Glossary

Cloud Data Lake Security

Definition

Cloud data lake security is the practice of protecting sensitive data stored in cloud data lake environments — large-scale repositories typically built on object storage (Amazon S3, Azure Data Lake Storage, Google Cloud Storage) — that ingest raw data from multiple source systems in its native format for analytics, data science, and increasingly, AI workloads.

Data lakes present distinct security challenges compared to structured relational databases. They are designed to ingest data broadly and store it in open formats, which means sensitive data from multiple source systems — customer records, financial data, operational logs, health records, application data — accumulates in a single environment that is often governed less strictly than the source systems it ingests from.

Why data lakes are high-risk environments

Several properties of data lakes make them particularly high-risk from a data security standpoint. They aggregate sensitive data from many source systems — a data lake that ingests from CRM, ERP, HR, and operational systems may contain more sensitive data than any individual source. Raw data in open formats (Parquet, JSON, Avro, CSV) is harder to classify than the same data in a purpose-built structured database, making sensitive data discovery more challenging and more important. Data engineers and scientists typically need broad access for analytics work, creating overpermissioned data patterns that would be unacceptable in production systems. And as data lakes increasingly feed AI training pipelines, the security posture of the lake directly determines the data security risk of the AI systems built on it.

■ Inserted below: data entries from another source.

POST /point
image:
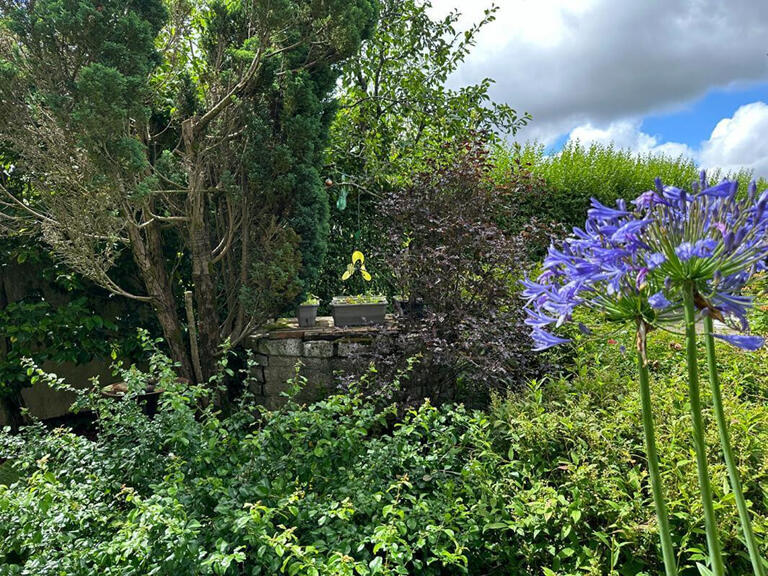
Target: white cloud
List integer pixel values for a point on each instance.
(627, 134)
(737, 142)
(571, 63)
(740, 141)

Common data lake security risks

The most frequently occurring security issues: publicly exposed buckets or permissive ACLs making data accessible beyond its intended audience; unencrypted sensitive data in raw ingestion zones; missing or misconfigured access controls at the folder, prefix, or table level; sensitive data that arrived via ingestion pipelines and was never classified or governed after arrival; stale data that has accumulated past its retention period contributing to data sprawl; and AI training datasets that contain regulated personal data without appropriate documentation — creating direct EU AI Act compliance exposure.

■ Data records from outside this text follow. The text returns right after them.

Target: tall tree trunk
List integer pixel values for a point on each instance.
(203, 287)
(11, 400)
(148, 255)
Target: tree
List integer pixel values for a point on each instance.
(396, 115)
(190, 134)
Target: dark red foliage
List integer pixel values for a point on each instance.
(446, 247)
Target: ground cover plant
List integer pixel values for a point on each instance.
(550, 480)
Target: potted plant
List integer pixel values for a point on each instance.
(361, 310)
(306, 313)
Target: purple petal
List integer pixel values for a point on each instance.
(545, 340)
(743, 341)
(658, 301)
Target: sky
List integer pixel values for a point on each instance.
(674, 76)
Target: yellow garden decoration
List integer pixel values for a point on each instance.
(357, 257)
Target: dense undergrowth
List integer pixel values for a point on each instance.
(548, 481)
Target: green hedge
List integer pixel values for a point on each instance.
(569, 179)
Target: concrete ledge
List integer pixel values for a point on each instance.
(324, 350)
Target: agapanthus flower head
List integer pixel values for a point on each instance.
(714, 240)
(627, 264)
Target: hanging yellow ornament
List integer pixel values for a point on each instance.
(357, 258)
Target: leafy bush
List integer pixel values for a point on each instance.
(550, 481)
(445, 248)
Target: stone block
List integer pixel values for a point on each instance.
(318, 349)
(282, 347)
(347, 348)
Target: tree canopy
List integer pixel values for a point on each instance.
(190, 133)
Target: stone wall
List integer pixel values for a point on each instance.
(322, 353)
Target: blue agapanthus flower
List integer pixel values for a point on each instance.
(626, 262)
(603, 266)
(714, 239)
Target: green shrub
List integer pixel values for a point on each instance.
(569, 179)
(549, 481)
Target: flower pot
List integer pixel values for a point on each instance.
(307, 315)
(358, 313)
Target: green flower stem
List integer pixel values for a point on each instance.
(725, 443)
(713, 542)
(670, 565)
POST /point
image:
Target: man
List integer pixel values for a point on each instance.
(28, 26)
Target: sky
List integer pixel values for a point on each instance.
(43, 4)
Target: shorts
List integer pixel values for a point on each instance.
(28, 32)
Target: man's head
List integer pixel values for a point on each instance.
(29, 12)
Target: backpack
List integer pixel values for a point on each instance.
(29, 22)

DSPM for data lake security

DSPM is well-suited to data lake security because it operates at the data level rather than the infrastructure level. DSPM platforms classify raw files and tables — Parquet files, JSON objects, CSV exports — identify which files contain toxic data combinations or regulated data types, map which user identities and service accounts have access, and alert when sensitive data appears in unexpected zones or is accessed anomalously through DDR capabilities.

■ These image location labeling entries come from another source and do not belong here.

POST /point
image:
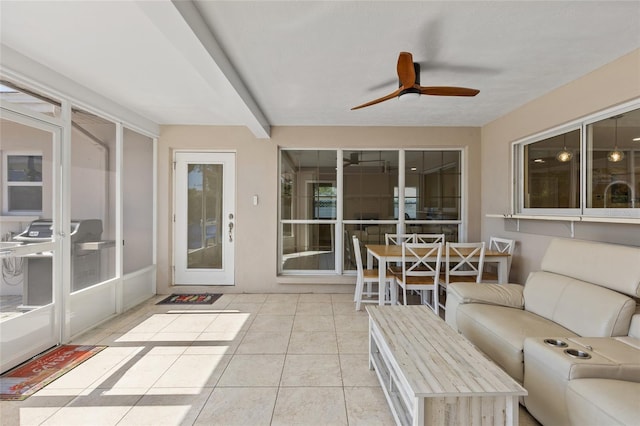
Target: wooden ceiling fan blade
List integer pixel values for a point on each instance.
(447, 91)
(406, 70)
(377, 101)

For Snowflake, Databricks, and AWS Lake Formation environments specifically, Sentra provides native coverage — scanning structured and semi-structured data, classifying by sensitivity with context-aware AI classification, and integrating with each platform's access control model to surface and remediate over-permissioned access.

Data lake security and AI

As data lakes increasingly serve as the input layer for enterprise AI — feeding LLM training, fine-tuning datasets, and RAG retrieval systems — their security posture directly determines the data risk of AI systems built on them. Sensitive data in a training dataset persists in model weights; regulated data in a RAG index can be surfaced in AI outputs. DSPM for AI extends data lake security governance into the AI consumption layer, tracking what data flows from the lake into AI pipelines and ensuring that AI systems don't inherit the data governance gaps of the lake environment they're built on.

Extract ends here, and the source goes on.